Wednesday, August 31, 2016

... Because it's Been Over a Year.

I have managed to maintain my mental health as it’s been about two and a half years since the onset of my last episode. While much has remained the same, there are some notable improvements as well. A few months ago, after tipping the scales at 225+ pounds, I rejoined the gym in keeping with the go-hard-for-five-or-so-months-every-four-years-or-so rhythm. To date I am down 22 pounds and have seen my body fat decrease from 26% to roughly 17.5% (according to Wikipedia the body fat percentage for those considered fit begins at 17.0%, so I’m creeping upon that goal). Getting regular exercise is good for folks in general, but especially those looking to maintain their mental stability. In that sense it was almost something of a panacea for me, as it meant I cut out the binge eating/drinking and daily toking, in favor of caloric restriction, clean eating, and a veritable elimination of the substance (ab)use (apparently I was right on the borderline according to most generally accepted definitions of abuse).

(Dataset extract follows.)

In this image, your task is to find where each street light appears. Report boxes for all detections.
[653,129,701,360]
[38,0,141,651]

While the weight has plateaued over the last few weeks there have been NSV’s (non-scale victories), most noticeably not having to squeeze into my favorite pair of jeans.

I finally escaped the Target nightmare, where I had been working for a year and some change, mainly as a cashier and occasionally as a cart attendant (think ducking parking lot traffic while maneuvering 25 shopping carts for 8 hours at a time- yes about as much fun as it sounds). After working with a state employment counselor, I was finally able to take his suggestion and enroll in a human services training program. For those of you not in the know, the field of human services assists people from vulnerable populations (e.g., folks with developmental disabilities, the elderly, the abused, the addicted, the homeless, etc) regain their footing, confidence and independence. After being on the receiving end of said services off and on during the course of my cycling, I thought it was would be a good way to give back and find some semblance of occupational satisfaction and fulfillment. To this end, I hopped in an eight week human services training program, that immediately led to a spike of call backs and interviews to positions for which I had had little success in applying prior. Streamlining and updating the resume helped immensely, as did leading with something other than Tar-Jay. After a series of varied interviews, call backs, and cost/benefit analyses, I chose to work as a community support counselor in a residential setting, helping middle-aged people who are dealing with schizophrenia and/or schizo-affective disorder. The agency actually turned out to be the same one through which I have received therapy and med prescription while home, so there was a bit of anxiety about running into someone and being “discovered/outed”, so to speak, as I was hesitant to ever disclose my diagnosis unless “lived experience” was part of the job description (as is standard for certain recovery jobs). After reading the files of some of the consumers, it became clear that there was substantial overlap in both background and our providers. As I flipped through their phonebook-thick cases prior to meeting them, I thought, yep, “I’ve been on that med, seen that doctor in the psych ward, and have that same prescriber.” Despite hitting close to home, they seem more like reminders of my progress than triggers for my potential relapse. The robust off-site orientation and training period lasted four days, and I recently completed my second day of on-site work. Both my co-workers and the consumers seem like a solid bunch.